The growth represents an explosion, as BuzzFeed employed only a pair of Latino reporters before its hiring spree this summer and spring. Already this month, BuzzFeed received a National Association of Hispanic Journalists Media Award for “truly humanizing stories about Latinos fighting, protesting, fasting for immigration reform.”

The driving force behind the stories, and the man directing BuzzFeed's Latino coverage, is its new Latino editor, twentysomething Adrian Carrasquillo. Appointed to the position in April, he's been covering the shooting of an unarmed black teenager in Ferguson, Missouri, reporting on the child immigration crisis on the border, and sorting BuzzFeed's Latino content so that it gets to the virtual front-pages of the site.

“I want to respect the audience and I want people to feel we come from an authentic place,” he says.

Carrasquillo has corralled a team of young, hungry reporters for BuzzFeed, including Juan Gastelum. Interviewed along with a half-dozen other Latinos at BuzzFeed's L.A. office, Gastelum says that the site has had to reconcile the fact that the dominant Latino faction in the U.S., Mexican Americans, reside mostly in the Southwest, even as the news industry has a strong northeast bias.

“To have people who are Mexican American here is very important to us,” he says.

Though BuzzFeed's Latino coverage isn't without the site's trademark listicles (“29 Signs You Grew Up In A Mexican Household“), it has also gone in-depth on immigration and pop culture.

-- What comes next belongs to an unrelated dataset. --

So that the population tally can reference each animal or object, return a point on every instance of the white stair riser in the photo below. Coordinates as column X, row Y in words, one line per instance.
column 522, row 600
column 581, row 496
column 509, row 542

A key philosophy, explains editor Ben Smith, has been to integrate the coverage into almost everything BuzzFeed does.

“Latinos represent one in five people of our generation in the States,” Smith says. “It's not a niche. It's a big part of what we do. Our largest share of readers are 18- to 34-year-olds, and lots of them are Latino.”

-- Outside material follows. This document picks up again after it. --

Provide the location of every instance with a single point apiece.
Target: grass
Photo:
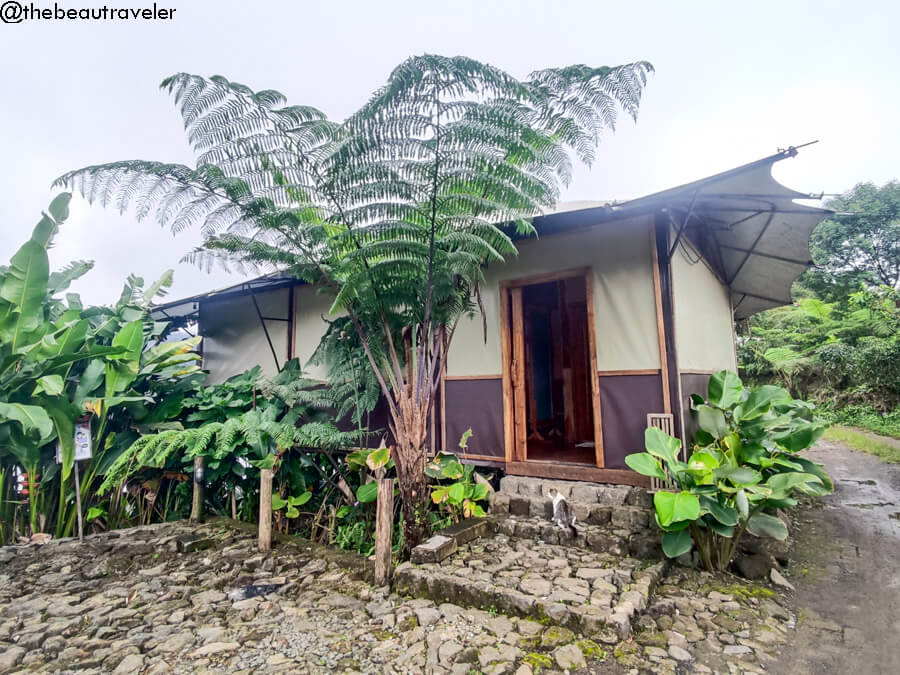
(885, 448)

Smith has so far resisted the temptation to segregate Latino coverage as part of a special, BuzzFeed Latino section. One reason: Like most publications, the site sees the bulk of its traffic come not from its homepage, but via social media sharing.

Credit: BuzzFeed

Credit: BuzzFeed

“The thing we think about first is not where on our site will content live, but how it will travel on the internet,” he says. “We see the stories of interest to Latinos as core, front-page stories.”

Still, some of the focus on diversifying news organizations has shifted from coverage to “parity” in newsrooms—the concept that publications and TV stations should reflect their communities through hiring. And BuzzFeed has about 150 editorial employees in the United States, which means its 12 mostly new Latino hires, plus those fellows, still only comprise about eight 10 percent of its total writers and editors. That's a drop in the bucket in the drive to achieve better representation in newsrooms. 

Julio Moran, executive director of CCNMA: Latino Journalists of California (where this writer is on the board of directors), says:

While there is still a lot of work to do in mainstream print and broadcast media, which still do not reflect the diversity of this country in their workforce or product, websites are even worse. Yes, they generally have smaller staffs, but that is not a good excuse for the dearth of journalists of color at those places.

…  In greater Los Angeles, where nearly half the population is Latino, you can't write about education, housing, employment and government without including Latinos. 

Carrasquillo says BuzzFeed is on the case.

“This is just the beginning,” he said.

** Editor's note [Added at 1:12 p.m.]: The folks at BuzzFeed now say there are 12 Latino staffers and about three fellows, meaning about 10 percent of the editorial crew is Latino.